Parent Profiles

Parent Profiles

There are different types of parenting profiles that often benefit from parent coaching.  These are some common profiles that seek services:

Special Needs Parenting

Do you have a child with invisible special needs that make it hard for anyone to understand your journey?  Often parents with kids who have non-visibly identified special needs children struggle finding compassion and understanding.  Some types of invisible special needs are a history of trauma, inattentiveness, learning issues, impulsivity, behavioral issues, aggression, addiction, emotional volatility, attachment issues, and many other things.  

Parenting Children with a History of Interrupted Attachment

These parents are dealing with issues they did not create, but they are now responsible to respond to these issues in a way that creates healing and learning.  These parents must keep reaching for their children when their children can’t reach back.  Some of these kids present perfectly in public and fall apart at home which makes parents feel a little crazy.  The challenges in this type of parenting are figuring out what is impairment and what is intent.  Another challenge is to find external support because the typical reciprocity of parenting is often missing in this dynamic.  
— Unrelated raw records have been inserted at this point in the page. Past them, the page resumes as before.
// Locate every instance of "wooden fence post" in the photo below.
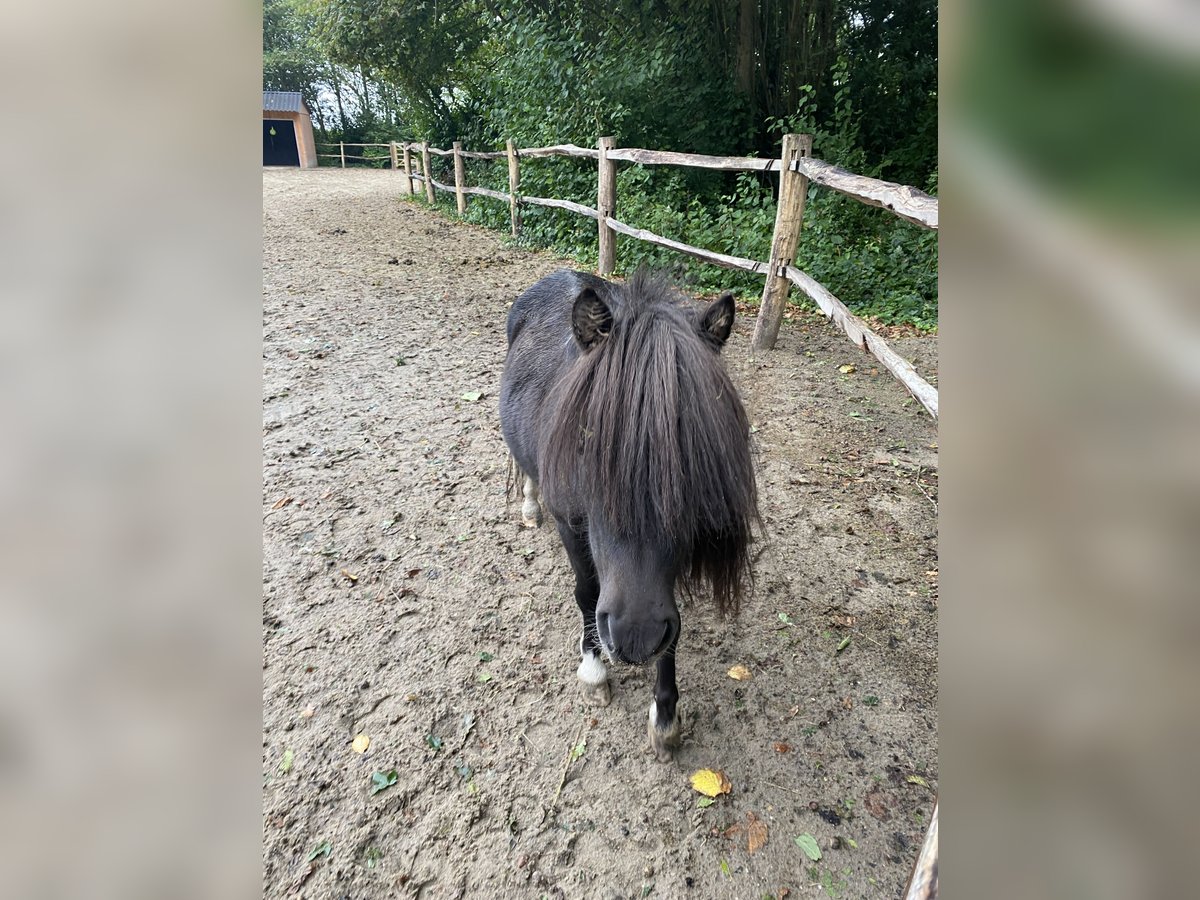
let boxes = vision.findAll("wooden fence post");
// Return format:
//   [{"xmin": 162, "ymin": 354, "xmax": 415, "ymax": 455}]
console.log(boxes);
[
  {"xmin": 596, "ymin": 137, "xmax": 617, "ymax": 275},
  {"xmin": 421, "ymin": 140, "xmax": 437, "ymax": 206},
  {"xmin": 750, "ymin": 134, "xmax": 812, "ymax": 353},
  {"xmin": 508, "ymin": 140, "xmax": 521, "ymax": 238},
  {"xmin": 454, "ymin": 140, "xmax": 467, "ymax": 218},
  {"xmin": 404, "ymin": 140, "xmax": 416, "ymax": 197}
]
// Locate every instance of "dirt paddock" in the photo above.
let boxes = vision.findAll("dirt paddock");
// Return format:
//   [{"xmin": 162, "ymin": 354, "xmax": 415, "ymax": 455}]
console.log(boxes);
[{"xmin": 263, "ymin": 169, "xmax": 937, "ymax": 900}]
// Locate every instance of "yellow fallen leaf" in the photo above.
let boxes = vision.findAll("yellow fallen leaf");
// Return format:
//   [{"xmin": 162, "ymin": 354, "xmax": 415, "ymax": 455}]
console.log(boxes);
[
  {"xmin": 691, "ymin": 769, "xmax": 732, "ymax": 797},
  {"xmin": 726, "ymin": 664, "xmax": 754, "ymax": 682}
]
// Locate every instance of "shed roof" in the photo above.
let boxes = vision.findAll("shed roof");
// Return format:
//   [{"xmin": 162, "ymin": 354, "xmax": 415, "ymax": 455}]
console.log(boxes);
[{"xmin": 263, "ymin": 91, "xmax": 307, "ymax": 113}]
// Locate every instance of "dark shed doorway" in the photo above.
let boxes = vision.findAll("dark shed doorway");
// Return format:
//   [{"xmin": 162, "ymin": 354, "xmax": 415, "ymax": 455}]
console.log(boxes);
[{"xmin": 263, "ymin": 119, "xmax": 300, "ymax": 166}]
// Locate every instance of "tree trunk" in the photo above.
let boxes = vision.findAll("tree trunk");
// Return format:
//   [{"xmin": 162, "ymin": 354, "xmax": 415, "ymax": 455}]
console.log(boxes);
[
  {"xmin": 737, "ymin": 0, "xmax": 758, "ymax": 103},
  {"xmin": 329, "ymin": 66, "xmax": 349, "ymax": 134}
]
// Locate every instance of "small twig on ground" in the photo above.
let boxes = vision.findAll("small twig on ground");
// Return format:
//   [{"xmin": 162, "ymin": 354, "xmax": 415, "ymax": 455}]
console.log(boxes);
[
  {"xmin": 544, "ymin": 719, "xmax": 588, "ymax": 822},
  {"xmin": 917, "ymin": 466, "xmax": 938, "ymax": 516}
]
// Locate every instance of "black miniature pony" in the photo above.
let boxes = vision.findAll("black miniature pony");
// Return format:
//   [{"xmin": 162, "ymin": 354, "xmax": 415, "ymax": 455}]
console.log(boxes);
[{"xmin": 500, "ymin": 270, "xmax": 757, "ymax": 762}]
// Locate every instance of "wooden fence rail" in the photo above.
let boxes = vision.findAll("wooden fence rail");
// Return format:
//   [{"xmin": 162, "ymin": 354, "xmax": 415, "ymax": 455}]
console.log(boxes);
[{"xmin": 355, "ymin": 134, "xmax": 938, "ymax": 419}]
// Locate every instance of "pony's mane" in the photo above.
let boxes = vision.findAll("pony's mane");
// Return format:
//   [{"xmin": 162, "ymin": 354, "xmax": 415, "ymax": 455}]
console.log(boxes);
[{"xmin": 539, "ymin": 272, "xmax": 758, "ymax": 613}]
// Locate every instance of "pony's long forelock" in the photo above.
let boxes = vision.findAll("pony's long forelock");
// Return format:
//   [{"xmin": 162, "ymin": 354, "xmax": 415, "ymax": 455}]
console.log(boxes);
[{"xmin": 539, "ymin": 275, "xmax": 758, "ymax": 613}]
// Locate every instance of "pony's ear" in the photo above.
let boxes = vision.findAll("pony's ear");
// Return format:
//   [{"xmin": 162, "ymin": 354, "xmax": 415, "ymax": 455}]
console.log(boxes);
[
  {"xmin": 700, "ymin": 292, "xmax": 733, "ymax": 349},
  {"xmin": 571, "ymin": 288, "xmax": 612, "ymax": 350}
]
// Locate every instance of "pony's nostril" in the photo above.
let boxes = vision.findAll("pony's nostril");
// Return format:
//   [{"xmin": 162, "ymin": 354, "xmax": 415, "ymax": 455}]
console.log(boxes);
[{"xmin": 654, "ymin": 622, "xmax": 674, "ymax": 656}]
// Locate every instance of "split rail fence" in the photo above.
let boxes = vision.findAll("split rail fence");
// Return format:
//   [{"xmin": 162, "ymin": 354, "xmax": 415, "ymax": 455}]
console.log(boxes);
[{"xmin": 340, "ymin": 134, "xmax": 937, "ymax": 419}]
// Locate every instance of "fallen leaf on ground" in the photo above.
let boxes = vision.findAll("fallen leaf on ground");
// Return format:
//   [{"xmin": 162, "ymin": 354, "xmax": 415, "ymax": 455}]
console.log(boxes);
[
  {"xmin": 371, "ymin": 769, "xmax": 400, "ymax": 794},
  {"xmin": 792, "ymin": 832, "xmax": 821, "ymax": 863},
  {"xmin": 746, "ymin": 812, "xmax": 767, "ymax": 853},
  {"xmin": 691, "ymin": 769, "xmax": 733, "ymax": 797},
  {"xmin": 726, "ymin": 664, "xmax": 754, "ymax": 682}
]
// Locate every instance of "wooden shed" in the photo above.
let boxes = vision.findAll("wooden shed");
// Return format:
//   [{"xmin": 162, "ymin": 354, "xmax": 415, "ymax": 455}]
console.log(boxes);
[{"xmin": 263, "ymin": 91, "xmax": 317, "ymax": 169}]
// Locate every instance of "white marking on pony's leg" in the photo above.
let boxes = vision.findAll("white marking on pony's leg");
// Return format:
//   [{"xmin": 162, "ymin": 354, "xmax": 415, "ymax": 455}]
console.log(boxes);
[
  {"xmin": 576, "ymin": 652, "xmax": 612, "ymax": 707},
  {"xmin": 646, "ymin": 700, "xmax": 679, "ymax": 762},
  {"xmin": 521, "ymin": 476, "xmax": 541, "ymax": 528}
]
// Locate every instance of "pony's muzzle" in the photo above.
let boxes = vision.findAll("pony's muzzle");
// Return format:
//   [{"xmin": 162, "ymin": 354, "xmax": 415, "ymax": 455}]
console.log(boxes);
[{"xmin": 596, "ymin": 612, "xmax": 679, "ymax": 666}]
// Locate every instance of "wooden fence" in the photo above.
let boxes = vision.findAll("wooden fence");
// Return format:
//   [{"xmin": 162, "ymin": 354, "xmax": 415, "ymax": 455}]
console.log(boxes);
[
  {"xmin": 329, "ymin": 134, "xmax": 937, "ymax": 419},
  {"xmin": 317, "ymin": 140, "xmax": 396, "ymax": 169}
]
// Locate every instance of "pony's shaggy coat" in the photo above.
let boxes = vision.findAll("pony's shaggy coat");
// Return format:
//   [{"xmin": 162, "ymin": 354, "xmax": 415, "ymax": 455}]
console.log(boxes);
[{"xmin": 538, "ymin": 274, "xmax": 758, "ymax": 613}]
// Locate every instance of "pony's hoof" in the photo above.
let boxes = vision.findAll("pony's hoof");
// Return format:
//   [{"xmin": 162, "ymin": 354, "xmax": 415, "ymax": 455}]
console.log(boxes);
[
  {"xmin": 583, "ymin": 682, "xmax": 612, "ymax": 707},
  {"xmin": 646, "ymin": 700, "xmax": 679, "ymax": 762}
]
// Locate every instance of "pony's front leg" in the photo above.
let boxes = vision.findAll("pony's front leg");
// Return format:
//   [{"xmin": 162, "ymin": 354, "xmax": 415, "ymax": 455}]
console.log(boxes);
[
  {"xmin": 558, "ymin": 522, "xmax": 612, "ymax": 707},
  {"xmin": 647, "ymin": 637, "xmax": 679, "ymax": 762},
  {"xmin": 521, "ymin": 475, "xmax": 541, "ymax": 528}
]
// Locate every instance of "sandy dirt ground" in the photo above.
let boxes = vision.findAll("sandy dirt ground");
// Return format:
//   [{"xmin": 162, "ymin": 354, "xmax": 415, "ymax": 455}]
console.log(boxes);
[{"xmin": 263, "ymin": 169, "xmax": 938, "ymax": 900}]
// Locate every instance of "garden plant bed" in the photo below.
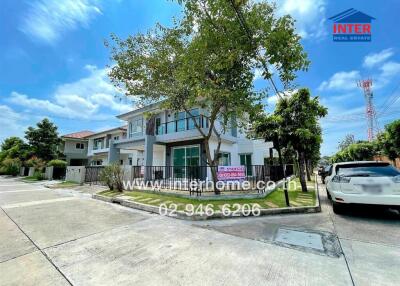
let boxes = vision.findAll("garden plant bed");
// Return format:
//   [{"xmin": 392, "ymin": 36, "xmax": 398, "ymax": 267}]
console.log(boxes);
[{"xmin": 93, "ymin": 179, "xmax": 320, "ymax": 220}]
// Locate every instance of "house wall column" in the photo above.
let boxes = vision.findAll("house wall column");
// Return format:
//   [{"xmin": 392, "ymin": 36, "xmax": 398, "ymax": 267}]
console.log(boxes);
[{"xmin": 144, "ymin": 135, "xmax": 156, "ymax": 181}]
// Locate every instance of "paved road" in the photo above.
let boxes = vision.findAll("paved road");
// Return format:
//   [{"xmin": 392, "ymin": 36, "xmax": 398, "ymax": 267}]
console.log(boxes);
[{"xmin": 0, "ymin": 177, "xmax": 400, "ymax": 285}]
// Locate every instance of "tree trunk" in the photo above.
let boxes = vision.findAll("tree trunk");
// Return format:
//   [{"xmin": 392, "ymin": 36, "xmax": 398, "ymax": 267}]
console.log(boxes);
[
  {"xmin": 299, "ymin": 152, "xmax": 307, "ymax": 192},
  {"xmin": 204, "ymin": 139, "xmax": 221, "ymax": 195},
  {"xmin": 276, "ymin": 142, "xmax": 290, "ymax": 207},
  {"xmin": 306, "ymin": 160, "xmax": 311, "ymax": 182}
]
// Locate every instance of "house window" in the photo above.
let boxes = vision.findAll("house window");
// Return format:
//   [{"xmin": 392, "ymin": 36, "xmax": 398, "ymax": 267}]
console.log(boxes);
[
  {"xmin": 92, "ymin": 160, "xmax": 103, "ymax": 166},
  {"xmin": 186, "ymin": 108, "xmax": 200, "ymax": 130},
  {"xmin": 240, "ymin": 154, "xmax": 253, "ymax": 176},
  {"xmin": 75, "ymin": 143, "xmax": 85, "ymax": 149},
  {"xmin": 129, "ymin": 118, "xmax": 143, "ymax": 137},
  {"xmin": 93, "ymin": 139, "xmax": 103, "ymax": 150},
  {"xmin": 218, "ymin": 152, "xmax": 231, "ymax": 166},
  {"xmin": 172, "ymin": 146, "xmax": 200, "ymax": 178}
]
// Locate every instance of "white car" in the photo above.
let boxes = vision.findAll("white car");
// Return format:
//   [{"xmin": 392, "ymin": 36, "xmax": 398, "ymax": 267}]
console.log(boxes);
[{"xmin": 326, "ymin": 161, "xmax": 400, "ymax": 213}]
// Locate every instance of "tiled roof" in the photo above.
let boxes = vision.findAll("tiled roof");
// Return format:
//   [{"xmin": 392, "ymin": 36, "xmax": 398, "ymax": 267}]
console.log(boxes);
[{"xmin": 61, "ymin": 130, "xmax": 94, "ymax": 139}]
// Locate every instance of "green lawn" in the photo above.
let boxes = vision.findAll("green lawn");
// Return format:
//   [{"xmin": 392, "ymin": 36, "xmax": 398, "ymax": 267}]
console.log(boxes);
[{"xmin": 99, "ymin": 180, "xmax": 316, "ymax": 210}]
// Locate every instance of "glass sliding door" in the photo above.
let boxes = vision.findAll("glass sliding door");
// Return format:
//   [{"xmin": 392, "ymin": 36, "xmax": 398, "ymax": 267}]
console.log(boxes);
[
  {"xmin": 175, "ymin": 112, "xmax": 186, "ymax": 132},
  {"xmin": 240, "ymin": 154, "xmax": 253, "ymax": 177},
  {"xmin": 172, "ymin": 146, "xmax": 200, "ymax": 178}
]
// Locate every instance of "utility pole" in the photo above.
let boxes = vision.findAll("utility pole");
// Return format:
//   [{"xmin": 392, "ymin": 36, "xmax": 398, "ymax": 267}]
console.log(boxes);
[{"xmin": 357, "ymin": 79, "xmax": 375, "ymax": 142}]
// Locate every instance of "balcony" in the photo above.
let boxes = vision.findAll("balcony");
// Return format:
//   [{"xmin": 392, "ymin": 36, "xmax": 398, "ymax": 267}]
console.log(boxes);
[{"xmin": 155, "ymin": 115, "xmax": 209, "ymax": 135}]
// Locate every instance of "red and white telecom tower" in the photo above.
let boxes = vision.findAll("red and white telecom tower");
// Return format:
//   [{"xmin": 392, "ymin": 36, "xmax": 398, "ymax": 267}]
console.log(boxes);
[{"xmin": 357, "ymin": 79, "xmax": 375, "ymax": 142}]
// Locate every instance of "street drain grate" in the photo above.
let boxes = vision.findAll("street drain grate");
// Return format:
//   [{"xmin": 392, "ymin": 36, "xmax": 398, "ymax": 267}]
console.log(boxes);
[{"xmin": 275, "ymin": 228, "xmax": 324, "ymax": 251}]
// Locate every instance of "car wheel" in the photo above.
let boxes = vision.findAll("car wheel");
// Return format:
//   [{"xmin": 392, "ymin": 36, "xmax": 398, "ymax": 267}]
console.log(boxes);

Parenting That Has Lost Its Joy

Some parents come to me and say they are just so sick of hearing themselves nag their kids. If parents find themselves talking all the time and find that their kids don’t listen, then it’s time to implement new parenting techniques.  These parent-child relationships have lost their joy.  

Parenting into Better Boundaries

You as a parent are a person too.  You are important, and sometimes your needs will exceed your children’s needs.  As kids get into their teen and young adult years, the contract of how things used to be needs to shift into a new, more mature relationship.  Anytime you change things up like this, you experience big resistance from older kids.  Healthy relationships don’t stay the same year after year.  Healthy relationships change, adjust, establish, and re-establish boundaries, all while trying to maintain relational connection.  Your kids want a relationship with you.  Establishing boundaries creates initial conflict but leads into greater respect and intimacy.